第二章 遺跡の中へ

 ついに遺跡探索の日がやってきた。


 遺跡の前にはいろんなコケ植物が生えており、放置された古代文明っぽさがすごく伝わってくる。


「じゃあ、入ろうか」


 冒険に心を躍らせながら、ガブリエルと一緒に遺跡の中に入っていった。


 遺跡の中に入るとオオカミのような形をした石のような物体が歩いていた。


「ガブリエル。あいつらが僕の言っていた碑獣ってやつ。碑獣は強いから油断しないでね」


「わかりました、では敵影確認いたしましたので。攻撃を開始します」


 先ほど僕に見せてくれたように銃を構えたような動作をとってから、内燃砲を浴びせかける。


 ごく細い熱線だが、敵を焼き切るには十分すぎるほどの火力だったようだ。


 しかも、彼女は絶対に狙った場所を外さない。


 どれだけ離れた場所からでも必ず標的の急所に命中させる。


 相手の碑獣の攻撃が来る前に恐ろしい射程の熱線が碑獣のコアを貫いていた。


 ほかの碑獣が隙をついて後ろから攻撃しようとすると、高速駆動によって回避してカウンターの射撃をお見舞いする。


 圧倒的な戦闘力で一階層目の敵をいつの間にか全員排除していた。


「質問、この物体は私の生命反応装置に感知されない。どのような物体なのですか?」


 そういえば彼女に説明していなかったっけ。


「えーと、僕も詳しいことはよくわかっていないんだけど、碑石っていう魔力を込めた物質によって自動的に動いてこの遺跡を守っている存在らしいんだ」


「了解しました、マリス。先に進みましょう。」


 うーん、実に淡白な会話だな。何の面白みもない。


 まあ一人で一切の会話がないよりかは、マシだと思おうか。


 二階層目に入ってみる、先ほどよりもより多くの碑獣が生息していた。


 おそらく最深部に近づくほど、重要なものを保管するために厳重な警備になっていると考えられる。


「マリス。あそこに見える個体、あれも碑獣?」


 そうやって指をさされた方向にはほかの碑獣よりひときわ大きい個体がそこに立っていた。
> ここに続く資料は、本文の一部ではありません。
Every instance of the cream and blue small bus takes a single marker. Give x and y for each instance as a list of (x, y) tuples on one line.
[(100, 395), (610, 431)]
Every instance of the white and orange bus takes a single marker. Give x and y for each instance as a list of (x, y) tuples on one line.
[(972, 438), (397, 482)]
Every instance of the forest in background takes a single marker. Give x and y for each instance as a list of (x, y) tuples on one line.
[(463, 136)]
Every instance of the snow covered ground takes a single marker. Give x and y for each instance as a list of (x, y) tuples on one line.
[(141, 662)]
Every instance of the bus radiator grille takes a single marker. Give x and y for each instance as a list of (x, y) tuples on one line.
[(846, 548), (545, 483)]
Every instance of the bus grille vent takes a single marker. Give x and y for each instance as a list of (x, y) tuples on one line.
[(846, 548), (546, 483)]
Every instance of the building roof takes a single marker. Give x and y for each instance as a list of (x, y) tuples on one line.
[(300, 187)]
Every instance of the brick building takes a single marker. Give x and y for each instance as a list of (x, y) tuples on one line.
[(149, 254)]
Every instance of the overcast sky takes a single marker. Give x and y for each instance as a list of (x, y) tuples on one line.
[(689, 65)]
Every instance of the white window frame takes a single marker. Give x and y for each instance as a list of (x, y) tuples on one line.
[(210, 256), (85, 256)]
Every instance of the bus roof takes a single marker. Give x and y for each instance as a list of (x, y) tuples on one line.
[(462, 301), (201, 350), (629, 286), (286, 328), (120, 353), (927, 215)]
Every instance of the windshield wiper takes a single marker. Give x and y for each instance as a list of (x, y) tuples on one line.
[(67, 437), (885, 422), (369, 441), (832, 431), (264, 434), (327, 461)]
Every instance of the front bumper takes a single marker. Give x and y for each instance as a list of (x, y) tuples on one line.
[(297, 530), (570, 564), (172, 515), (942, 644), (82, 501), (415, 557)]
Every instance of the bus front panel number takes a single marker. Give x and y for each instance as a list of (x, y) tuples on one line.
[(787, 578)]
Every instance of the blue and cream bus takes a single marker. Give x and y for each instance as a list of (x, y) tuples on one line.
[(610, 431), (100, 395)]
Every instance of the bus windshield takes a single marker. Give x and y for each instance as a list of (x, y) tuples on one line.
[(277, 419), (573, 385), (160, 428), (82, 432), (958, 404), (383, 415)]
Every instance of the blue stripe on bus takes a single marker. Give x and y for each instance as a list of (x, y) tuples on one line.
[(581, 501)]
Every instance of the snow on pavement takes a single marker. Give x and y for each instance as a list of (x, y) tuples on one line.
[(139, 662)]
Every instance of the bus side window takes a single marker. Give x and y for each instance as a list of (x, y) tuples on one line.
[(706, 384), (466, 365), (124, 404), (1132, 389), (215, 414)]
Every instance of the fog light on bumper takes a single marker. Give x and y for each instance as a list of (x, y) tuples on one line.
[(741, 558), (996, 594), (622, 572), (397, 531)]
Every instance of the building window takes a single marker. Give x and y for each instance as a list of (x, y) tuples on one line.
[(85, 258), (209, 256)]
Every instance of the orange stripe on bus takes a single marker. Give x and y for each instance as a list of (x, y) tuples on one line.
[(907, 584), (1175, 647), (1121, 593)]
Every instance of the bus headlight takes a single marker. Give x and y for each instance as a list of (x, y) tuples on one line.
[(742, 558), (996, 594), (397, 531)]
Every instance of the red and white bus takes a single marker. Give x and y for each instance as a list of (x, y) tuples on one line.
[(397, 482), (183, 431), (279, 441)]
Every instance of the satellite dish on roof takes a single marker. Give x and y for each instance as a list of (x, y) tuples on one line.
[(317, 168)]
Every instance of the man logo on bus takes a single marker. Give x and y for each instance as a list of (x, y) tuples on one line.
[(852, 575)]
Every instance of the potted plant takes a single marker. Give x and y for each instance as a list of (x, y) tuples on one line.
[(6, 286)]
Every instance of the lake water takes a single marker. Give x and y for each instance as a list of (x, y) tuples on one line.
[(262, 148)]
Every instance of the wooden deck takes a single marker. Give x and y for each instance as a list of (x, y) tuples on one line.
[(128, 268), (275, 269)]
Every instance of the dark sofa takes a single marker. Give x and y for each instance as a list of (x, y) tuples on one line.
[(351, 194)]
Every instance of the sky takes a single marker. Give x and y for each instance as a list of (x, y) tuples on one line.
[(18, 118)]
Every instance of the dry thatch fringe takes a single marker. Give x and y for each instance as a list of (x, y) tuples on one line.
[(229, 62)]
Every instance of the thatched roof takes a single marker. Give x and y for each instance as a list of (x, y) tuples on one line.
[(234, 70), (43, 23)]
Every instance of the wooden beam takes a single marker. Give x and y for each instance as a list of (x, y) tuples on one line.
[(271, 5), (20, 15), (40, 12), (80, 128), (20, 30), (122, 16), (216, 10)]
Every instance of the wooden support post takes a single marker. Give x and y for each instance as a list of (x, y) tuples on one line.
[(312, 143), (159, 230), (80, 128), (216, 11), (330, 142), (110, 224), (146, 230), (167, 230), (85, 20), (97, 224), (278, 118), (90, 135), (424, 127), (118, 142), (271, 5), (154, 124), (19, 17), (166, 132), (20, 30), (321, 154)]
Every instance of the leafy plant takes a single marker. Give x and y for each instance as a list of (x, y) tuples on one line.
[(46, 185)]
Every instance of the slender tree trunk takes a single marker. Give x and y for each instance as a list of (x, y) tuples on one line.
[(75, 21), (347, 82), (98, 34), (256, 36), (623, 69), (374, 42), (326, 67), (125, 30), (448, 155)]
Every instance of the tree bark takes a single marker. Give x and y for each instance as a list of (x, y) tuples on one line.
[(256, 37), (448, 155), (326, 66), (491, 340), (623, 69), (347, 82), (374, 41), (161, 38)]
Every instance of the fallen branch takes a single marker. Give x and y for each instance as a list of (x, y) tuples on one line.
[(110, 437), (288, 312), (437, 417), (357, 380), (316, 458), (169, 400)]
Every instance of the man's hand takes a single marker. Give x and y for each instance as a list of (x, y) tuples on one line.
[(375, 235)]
 おそらく彼が立っている先に次の階層に進むための階段があるのだろう。


「うん。あれも碑獣だ。わかっていると思うけどほかの個体よりも強力な個体だと思う。気を付けてね」


「わかりました排除します」


 そういってガブリエルは扉の角から飛び出した。


 その碑獣はさっそく臨戦態勢に入り、ビームを射出する。


 そのビームを避けながら、カウンターをお見舞いしたが、碑獣はそれすら回避する。


 開始一秒程度で目にも止まらないような高速駆動に開いた口が塞がらない。


 だけど自分も口を広げているだけで何もしないというのは苦しい。


 最近作り上げたレールガンにエネルギーをチャージして、射出する。


 ガブリエルのビームのタイミングはなんとなくわかっている。


 ビームを避けたタイミングならば相手が回避できないことを予測したうえでの攻撃だった。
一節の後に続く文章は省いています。